CLA president Ross Murray said: "We believe the Chancellor has listened to us.
He is taking action to help those small rural businesses who as a result of the 2017 revaluation no longer qualify for rates relief.
"The introduction of a cap is not the same as the 100% discount we called for but it is welcome.
"We are keen to see the details of the fund for discretionary relief as it is important this leads to opportunities for rural councils to help the worst affected rural businesses.
"However, these interventions are limited and leave thousands of rural businesses facing unaffordable rates hikes from 1 April."
Mr Murray voiced frustration that the chancellor had said nothing about the looming problem of processing business rates appeals.
"We expect to see thousands of inaccurate valuations challenged and it is not clear the Valuation Office is prepared to deal with these quickly and fairly.
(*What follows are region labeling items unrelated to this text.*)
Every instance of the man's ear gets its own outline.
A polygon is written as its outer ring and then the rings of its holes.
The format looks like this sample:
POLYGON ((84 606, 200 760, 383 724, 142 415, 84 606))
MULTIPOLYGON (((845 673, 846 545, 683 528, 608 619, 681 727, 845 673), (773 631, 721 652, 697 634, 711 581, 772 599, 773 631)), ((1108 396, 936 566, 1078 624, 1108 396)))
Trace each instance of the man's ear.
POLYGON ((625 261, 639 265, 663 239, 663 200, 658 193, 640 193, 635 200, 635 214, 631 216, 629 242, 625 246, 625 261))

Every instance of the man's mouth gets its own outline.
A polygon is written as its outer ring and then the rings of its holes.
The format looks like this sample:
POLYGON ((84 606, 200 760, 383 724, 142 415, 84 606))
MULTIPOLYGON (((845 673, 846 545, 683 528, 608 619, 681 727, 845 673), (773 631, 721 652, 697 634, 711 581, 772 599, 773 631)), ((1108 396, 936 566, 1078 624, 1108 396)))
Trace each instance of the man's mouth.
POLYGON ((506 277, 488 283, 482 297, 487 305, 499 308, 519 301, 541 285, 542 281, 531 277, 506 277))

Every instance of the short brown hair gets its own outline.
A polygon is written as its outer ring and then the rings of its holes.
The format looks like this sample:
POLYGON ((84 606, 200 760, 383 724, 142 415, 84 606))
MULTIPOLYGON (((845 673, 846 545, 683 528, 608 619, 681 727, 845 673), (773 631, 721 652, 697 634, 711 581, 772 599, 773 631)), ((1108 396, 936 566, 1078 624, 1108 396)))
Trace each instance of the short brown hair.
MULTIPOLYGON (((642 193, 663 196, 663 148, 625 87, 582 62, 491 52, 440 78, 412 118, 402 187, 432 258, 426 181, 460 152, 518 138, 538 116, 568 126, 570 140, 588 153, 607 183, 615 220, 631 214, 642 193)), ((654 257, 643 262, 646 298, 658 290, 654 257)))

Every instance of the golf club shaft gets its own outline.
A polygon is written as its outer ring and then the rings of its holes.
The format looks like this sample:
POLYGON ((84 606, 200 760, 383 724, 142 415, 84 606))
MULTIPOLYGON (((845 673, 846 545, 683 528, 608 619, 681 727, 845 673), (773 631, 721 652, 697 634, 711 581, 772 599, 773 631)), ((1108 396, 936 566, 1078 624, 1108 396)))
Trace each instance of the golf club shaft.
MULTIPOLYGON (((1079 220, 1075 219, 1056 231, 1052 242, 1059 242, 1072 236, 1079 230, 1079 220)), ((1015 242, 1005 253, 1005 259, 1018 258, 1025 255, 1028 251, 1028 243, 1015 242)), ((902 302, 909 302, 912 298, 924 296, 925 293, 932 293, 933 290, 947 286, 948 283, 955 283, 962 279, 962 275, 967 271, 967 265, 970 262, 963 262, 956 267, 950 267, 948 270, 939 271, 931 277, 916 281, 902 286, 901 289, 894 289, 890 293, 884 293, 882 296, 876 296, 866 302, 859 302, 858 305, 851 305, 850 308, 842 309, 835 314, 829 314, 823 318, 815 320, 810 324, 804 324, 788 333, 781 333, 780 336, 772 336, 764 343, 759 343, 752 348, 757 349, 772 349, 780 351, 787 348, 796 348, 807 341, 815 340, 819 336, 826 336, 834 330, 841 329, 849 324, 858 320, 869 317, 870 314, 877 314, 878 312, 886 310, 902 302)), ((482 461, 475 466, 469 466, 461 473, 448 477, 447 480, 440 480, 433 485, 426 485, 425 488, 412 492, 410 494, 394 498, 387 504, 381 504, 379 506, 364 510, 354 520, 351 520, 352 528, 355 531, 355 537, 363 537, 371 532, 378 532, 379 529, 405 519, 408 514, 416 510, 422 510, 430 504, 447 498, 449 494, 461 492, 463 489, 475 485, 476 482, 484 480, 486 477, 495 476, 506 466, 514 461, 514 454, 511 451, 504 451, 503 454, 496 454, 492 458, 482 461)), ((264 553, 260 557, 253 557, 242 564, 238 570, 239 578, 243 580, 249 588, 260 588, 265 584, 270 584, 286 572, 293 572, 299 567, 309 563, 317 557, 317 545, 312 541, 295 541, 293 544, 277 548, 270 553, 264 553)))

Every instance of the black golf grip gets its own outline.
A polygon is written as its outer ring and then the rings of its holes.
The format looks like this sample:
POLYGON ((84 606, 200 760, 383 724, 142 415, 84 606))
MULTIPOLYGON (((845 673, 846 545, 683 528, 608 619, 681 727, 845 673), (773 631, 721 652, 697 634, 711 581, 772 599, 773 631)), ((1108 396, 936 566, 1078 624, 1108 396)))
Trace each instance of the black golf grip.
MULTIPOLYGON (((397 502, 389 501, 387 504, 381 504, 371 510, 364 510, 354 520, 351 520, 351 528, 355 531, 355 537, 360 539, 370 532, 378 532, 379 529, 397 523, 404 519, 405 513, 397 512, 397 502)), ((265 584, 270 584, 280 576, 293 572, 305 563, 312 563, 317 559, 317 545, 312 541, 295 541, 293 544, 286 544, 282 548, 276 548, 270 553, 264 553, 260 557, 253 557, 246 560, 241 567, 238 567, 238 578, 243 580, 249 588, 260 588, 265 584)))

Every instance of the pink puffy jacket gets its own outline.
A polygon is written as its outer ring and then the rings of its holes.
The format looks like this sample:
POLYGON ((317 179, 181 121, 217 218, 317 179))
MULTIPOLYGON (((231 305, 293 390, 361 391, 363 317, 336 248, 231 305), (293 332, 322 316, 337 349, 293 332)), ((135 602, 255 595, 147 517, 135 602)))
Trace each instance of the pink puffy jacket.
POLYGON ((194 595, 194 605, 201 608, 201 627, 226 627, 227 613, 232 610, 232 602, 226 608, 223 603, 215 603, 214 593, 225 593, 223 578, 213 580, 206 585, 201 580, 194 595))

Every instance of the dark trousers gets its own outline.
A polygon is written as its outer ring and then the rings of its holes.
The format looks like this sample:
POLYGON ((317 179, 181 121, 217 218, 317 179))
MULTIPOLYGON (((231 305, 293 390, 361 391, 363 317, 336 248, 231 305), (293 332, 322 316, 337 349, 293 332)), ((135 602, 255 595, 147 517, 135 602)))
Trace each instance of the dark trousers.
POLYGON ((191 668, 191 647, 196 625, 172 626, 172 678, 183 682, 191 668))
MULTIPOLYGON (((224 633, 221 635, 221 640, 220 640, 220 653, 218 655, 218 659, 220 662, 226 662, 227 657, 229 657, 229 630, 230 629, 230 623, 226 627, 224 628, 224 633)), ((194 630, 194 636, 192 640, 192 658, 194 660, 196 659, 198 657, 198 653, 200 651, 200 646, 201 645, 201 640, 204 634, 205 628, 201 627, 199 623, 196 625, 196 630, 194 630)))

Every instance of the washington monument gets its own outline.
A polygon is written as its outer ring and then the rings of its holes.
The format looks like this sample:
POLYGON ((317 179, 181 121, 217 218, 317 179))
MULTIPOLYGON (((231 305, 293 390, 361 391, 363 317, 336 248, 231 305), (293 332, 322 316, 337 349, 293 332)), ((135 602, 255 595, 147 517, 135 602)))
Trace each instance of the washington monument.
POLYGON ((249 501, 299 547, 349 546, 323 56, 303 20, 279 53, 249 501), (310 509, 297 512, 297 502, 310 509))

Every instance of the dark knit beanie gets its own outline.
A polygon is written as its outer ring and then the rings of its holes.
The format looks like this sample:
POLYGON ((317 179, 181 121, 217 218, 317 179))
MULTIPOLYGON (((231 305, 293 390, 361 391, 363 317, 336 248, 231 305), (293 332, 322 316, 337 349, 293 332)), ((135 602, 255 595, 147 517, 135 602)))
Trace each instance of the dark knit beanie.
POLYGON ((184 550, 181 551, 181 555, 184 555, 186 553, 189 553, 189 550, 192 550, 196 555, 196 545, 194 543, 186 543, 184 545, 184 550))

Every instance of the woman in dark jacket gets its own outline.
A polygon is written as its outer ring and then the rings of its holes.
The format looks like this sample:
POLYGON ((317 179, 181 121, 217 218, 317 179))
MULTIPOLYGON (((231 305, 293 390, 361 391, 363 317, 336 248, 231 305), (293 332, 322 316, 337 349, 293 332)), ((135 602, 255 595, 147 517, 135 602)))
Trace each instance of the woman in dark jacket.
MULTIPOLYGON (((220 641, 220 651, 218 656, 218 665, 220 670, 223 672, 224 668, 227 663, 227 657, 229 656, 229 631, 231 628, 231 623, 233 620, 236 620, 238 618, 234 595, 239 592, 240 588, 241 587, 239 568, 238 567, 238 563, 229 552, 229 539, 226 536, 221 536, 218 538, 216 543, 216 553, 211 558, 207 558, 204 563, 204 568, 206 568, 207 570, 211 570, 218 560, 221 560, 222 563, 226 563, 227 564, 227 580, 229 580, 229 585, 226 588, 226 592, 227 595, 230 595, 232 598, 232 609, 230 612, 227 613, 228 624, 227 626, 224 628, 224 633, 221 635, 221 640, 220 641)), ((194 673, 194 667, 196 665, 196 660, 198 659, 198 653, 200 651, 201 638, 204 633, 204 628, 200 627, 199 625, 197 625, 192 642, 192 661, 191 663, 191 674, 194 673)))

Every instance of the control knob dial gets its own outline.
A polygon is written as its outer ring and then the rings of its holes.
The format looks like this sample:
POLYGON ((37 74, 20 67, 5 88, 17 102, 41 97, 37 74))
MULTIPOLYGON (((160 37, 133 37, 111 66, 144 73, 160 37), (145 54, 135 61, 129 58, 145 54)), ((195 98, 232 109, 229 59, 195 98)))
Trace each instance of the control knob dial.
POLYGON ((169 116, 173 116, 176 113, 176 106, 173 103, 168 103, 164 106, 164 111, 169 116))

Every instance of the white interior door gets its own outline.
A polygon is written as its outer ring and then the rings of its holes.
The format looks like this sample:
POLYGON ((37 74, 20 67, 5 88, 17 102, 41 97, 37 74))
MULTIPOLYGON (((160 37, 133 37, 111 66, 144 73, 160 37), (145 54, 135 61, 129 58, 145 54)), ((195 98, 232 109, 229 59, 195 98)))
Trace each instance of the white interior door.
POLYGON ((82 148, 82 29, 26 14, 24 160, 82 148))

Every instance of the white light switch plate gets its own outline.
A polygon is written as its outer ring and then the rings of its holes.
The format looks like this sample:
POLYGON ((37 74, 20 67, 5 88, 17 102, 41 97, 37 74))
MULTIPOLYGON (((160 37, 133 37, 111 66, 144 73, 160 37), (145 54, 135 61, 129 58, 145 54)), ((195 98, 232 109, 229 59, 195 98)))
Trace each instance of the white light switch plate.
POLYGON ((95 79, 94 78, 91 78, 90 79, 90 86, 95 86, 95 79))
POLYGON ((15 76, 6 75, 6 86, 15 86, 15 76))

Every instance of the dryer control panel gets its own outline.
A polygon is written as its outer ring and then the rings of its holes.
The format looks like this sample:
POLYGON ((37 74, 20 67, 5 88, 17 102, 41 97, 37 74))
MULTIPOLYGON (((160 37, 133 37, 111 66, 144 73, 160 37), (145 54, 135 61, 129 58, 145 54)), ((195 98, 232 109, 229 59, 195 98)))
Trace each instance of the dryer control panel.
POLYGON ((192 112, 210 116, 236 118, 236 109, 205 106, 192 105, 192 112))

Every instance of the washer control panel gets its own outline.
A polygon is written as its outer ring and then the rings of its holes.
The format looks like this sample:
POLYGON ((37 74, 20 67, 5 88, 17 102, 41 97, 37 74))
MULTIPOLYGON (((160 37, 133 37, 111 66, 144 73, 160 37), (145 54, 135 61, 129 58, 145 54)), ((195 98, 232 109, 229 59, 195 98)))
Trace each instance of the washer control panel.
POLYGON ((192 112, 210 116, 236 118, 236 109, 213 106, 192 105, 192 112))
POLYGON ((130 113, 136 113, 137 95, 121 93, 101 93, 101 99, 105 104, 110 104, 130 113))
"The chancellor's commitment to reform the revaluation system is the right thing.
"Few businesses suffering at this time will be reassured by the fact it will take five years before any meaningful changes are brought in.
"The new rating proposal must provide the right first time assessment to reflect the unique nature of rural business."
Meanwhile, higher National Insurance contributions are likely to hit small rural businesses and self-employed workers.
Chancellor Philip Hammond announced the hike in his Budget on Wednesday (8 March).
It means that Class 4 National Insurance payments will rise by 1% to 10% next year and a further 1% in 2019.
Rural insurer NFU Mutual said the move could could herald a move to bring self-employed people's National Insurance contributions up to the level of those paid by employees.
This is currently 12% for basic rate taxpayers.
NFU Mutual financial planner Sean McCann said: "This will add a further financial burden to thousands of farmers, contractors and rural service providers who have self-employed status.
But the announcement of smoothing for the introduction of new business rates would be welcome news for rural diversification enterprises.
"It's also a huge relief to country people that that the Chancellor did not impose penalties on diesel vehicle users aimed at reducing pollution in urban areas."
Mr McCann said such a move could have hit farmers and rural businesses hard.
"There was also welcome news for small businesses that the government's planned introduction of statutory quarterly tax returns will be delayed for a year, easing their administration costs."